Finding a new dwelling is only the first painful step. We were lucky enough on this occasion to only have to look round three properties. I have become most adept at reading between the lines of house-marketing blurb…If described as ‘cosy’, the flat will be the size of your average cupboard. ‘Full of character’ translates as ‘a bit odd’, etc. Becoming fluent in Estate Agent speak helps to minimise the possibility of wasting endless evenings traipsing round unsuitable homes. This time we only had the misfortune of looking round one truly terrible place (think horrible slatty stairs slap-bang in the middle of the open-plan living area – a Saturday-night head-cracking accident just waiting to happen – and a kitchen with the sort of plastic transparent ceiling that looked like it had been cobbled together without resorting to something as tedious as planning permission, and a toilet in the living room. Not literally in the living room, but in a cupboard at the back. Still odd. The worst thing was the fact that the current renter was sitting right there on a couch under the slatty stairs and in front of the loo-cupboard, so I felt obliged to actually climb the precarious-looking staircase to look round the bedrooms, instead of running right out of there whilst simultaneously extracting hand-sanitiser from my bag).

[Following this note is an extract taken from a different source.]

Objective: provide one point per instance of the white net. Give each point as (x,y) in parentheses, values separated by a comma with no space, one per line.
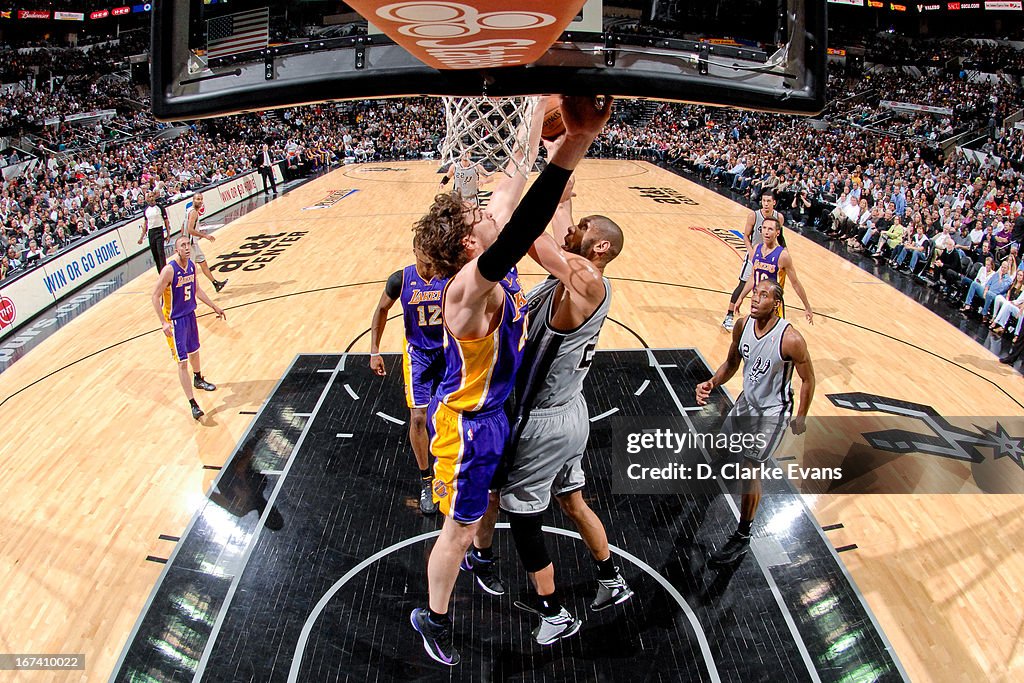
(496,129)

At first I was completely confused as to how we had actually arranged to look round such an abominable abode, and then it all fell into place… The BF had sneakily arranged to view places on the basis that they featured CAT FLAPS. I’m assuming he zoomed in on the online prospectuses. How very sneaky of him, although I am grudgingly impressed by his ingenuity. We eventually found a nice house and swiftly relieved ourselves of an eye-watering holding deposit. Clearly when we move in we are going to discover things that were cleverly concealed during our viewing – mouse-shaped holes in the skirting-boards, double prams outside the neighbours’ houses, etc – but for the next few weeks at least, I can look forward to my nice quiet new home.
I am putting this limbo period between finding the house and moving into it to good use. I am busy wearing all the clothes that have languished at the back of my drawers for the past three years (lest the BF suggests I don’t actually need them). Ditto shoes in the wardrobe and gadgets in the kitchen cupboards (getting used, not worn). Bread makers, smoothie makers, food processors and the like are all getting dusted off and set to work. “But we can’t possibly chuck out the electric vegetable steamer; I used that just last week! Don’t you remember, we had broccoli with that crab dish you had to stop me chucking across the kitchen? I was wearing that lovely mustard-coloured jumper at the time….”
I am also trying to get the BF to relinquish his version of this (thanks, Paula):
I hate to think what I will be like when I finally buy a house….
* In case you are at risk of losing valuable beauty sleep over the terrible situation I found myself in, you can rest easy, safe in the knowledge that I substituted the sadly unavailable crab for some brown shrimp. And I roasted some baby tomatoes and chorizo to have on the side, and served it with samphire. The resulting dish was most satisfactory.